But Forrest clearly didn’t see it the same way, saying that what Ulbricht did “with Silk Road was terrible destructive to our social fabric,” according to The Wall Street Journal‘s report on the three-hour hearing. Federal prosecutors had asked the judge to give him to give him the book, noting the life sentencing was needed to set a precedent for cases like the Silk Road and other criminal masterminds who may try to attempt running illegal underground online marketplaces.
In her remarks, Forrest said Ulbricht was “no better a person than any other drug dealer,” and said his social status should not provide him privilege under the law. In his letter written last week, Ulbricht stressed that he didn’t start the Silk Road for economic reasons, noting that he had two degrees that could have landed him well-paying jobs.

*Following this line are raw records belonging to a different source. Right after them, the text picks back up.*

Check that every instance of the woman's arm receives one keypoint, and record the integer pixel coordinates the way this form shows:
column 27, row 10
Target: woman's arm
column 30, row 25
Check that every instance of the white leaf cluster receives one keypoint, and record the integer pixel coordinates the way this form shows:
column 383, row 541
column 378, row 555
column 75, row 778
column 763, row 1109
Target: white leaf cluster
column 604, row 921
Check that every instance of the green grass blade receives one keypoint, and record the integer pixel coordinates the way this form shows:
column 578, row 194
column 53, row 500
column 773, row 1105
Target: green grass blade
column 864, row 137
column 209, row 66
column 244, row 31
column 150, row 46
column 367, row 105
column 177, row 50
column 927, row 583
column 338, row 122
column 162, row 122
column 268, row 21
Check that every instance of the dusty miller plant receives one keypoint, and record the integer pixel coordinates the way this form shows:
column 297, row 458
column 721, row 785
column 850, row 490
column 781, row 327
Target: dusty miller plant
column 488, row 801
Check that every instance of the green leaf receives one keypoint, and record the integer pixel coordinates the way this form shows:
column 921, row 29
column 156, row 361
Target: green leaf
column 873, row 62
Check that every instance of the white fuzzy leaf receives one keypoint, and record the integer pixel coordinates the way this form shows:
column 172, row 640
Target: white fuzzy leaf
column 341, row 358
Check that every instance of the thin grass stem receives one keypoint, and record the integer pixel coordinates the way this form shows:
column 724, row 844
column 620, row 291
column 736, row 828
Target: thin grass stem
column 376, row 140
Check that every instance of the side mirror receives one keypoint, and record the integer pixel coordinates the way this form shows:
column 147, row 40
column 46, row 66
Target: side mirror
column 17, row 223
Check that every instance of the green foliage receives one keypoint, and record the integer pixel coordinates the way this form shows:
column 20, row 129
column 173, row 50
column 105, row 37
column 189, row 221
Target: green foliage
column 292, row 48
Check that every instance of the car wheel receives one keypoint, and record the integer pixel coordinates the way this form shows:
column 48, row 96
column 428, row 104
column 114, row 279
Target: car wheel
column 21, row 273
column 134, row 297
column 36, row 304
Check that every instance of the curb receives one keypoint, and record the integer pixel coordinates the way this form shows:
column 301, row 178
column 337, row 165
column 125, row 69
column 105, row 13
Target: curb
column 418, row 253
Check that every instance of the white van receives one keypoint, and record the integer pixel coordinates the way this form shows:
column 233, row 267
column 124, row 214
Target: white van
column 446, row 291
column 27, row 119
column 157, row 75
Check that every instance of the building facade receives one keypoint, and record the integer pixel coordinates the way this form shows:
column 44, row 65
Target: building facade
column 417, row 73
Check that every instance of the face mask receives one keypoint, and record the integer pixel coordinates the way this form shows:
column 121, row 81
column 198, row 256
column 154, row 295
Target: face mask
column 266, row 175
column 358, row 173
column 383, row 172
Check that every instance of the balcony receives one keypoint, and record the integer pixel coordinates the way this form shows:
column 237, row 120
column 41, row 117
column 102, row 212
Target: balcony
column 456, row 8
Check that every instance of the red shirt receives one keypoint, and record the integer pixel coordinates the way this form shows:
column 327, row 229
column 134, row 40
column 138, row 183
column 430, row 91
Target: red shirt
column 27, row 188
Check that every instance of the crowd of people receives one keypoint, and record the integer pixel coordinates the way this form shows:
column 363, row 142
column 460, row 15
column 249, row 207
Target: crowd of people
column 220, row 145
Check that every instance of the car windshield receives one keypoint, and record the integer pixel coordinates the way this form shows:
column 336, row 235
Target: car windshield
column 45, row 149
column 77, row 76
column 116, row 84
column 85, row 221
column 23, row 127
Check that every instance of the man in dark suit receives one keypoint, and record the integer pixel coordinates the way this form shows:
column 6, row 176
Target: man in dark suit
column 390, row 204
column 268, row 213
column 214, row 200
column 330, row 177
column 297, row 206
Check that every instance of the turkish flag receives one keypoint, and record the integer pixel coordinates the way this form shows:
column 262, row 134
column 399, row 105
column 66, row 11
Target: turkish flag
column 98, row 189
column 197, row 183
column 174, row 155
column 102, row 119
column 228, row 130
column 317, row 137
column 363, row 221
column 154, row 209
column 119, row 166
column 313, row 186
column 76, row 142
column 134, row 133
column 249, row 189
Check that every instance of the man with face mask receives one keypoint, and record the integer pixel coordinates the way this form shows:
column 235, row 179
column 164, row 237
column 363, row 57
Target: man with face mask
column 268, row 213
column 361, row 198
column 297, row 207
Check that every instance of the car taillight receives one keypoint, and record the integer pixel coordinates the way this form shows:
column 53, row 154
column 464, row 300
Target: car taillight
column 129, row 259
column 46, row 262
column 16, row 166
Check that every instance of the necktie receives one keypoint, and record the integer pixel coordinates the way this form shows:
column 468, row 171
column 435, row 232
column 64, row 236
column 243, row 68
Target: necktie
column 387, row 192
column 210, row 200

During the trial, Ulbricht’s lawyers had claimed that the Silk Road marketplace was started as a libertarian economic experiment. His lawyers also claimed he didn’t start the Silk Road, but the evidence weighed heavily against their client since he was caught in a public library signing onto the site. And despite his legal team’s many attempts to delay the trial — suggesting that the defense wasn’t given the proper amount of time to bring in the one witness who could have cleared Ulbricht’s name — Forrest overruled his lawyer’s request to both delay the trial, and the sentencing.
Following the sentencing, Ulbricht’s lead lawyer Joshua Dratel called the ruling “unreasonable, unjust, unfair and based on improper consideration with no basis in fact or law,” according to Wired’s account on the trial. The Wall Street Journal‘s report also quoted Ulbricht’s mother, Lyn Ulbricht, as saying her son has remorse for his actions and is “looking at his life being destroyed.” His family, along with a loyal online following, created a site called “Free Ross Ulbricht” in an attempt to help spread the news about the case. The group claims the case is more about Internet freedom and privacy, as some have claimed that Ulbricht was unjustly spied on during the investigation.
“This case opens new legal territory. It will set precedent for the 21st century and pave the way for new laws and interpretations that could impact the future and freedom of the Internet. Bad law could be ushered in that we will be forced to live with,” the group wrote on the site’s homepage.
The Silk Road case has made national headlines since Ulbricht was arrested in October of 2013, mainly because of the uniqueness of the case and its ties to bitcoin — which many, up until this point, had been under the assumption that bitcoin was an untraceable digital currency. Clearly, the Silk Road case proves that even bitcoin transactions can be traced and that anonymity, even on the Dark Web, isn’t always achievable. The use of bitcoin, of course, made it more difficult for the Feds to track down — but certainly not impossible, as the evidence presented in the trail demonstrated.
In another Silk Road-related sentencing last week (May 28) that was less high profile, a federal judge sentenced 23-year-old Cornelis Jan Slomp to 10 years in prison for being the largest seller of drugs on the Silk Road marketplace — an accusation he admitted to last year. He also reportedly accumulated more than $3 million in bitcoins for selling MDMA, Ecstasy, cocaine, and LSD, among others.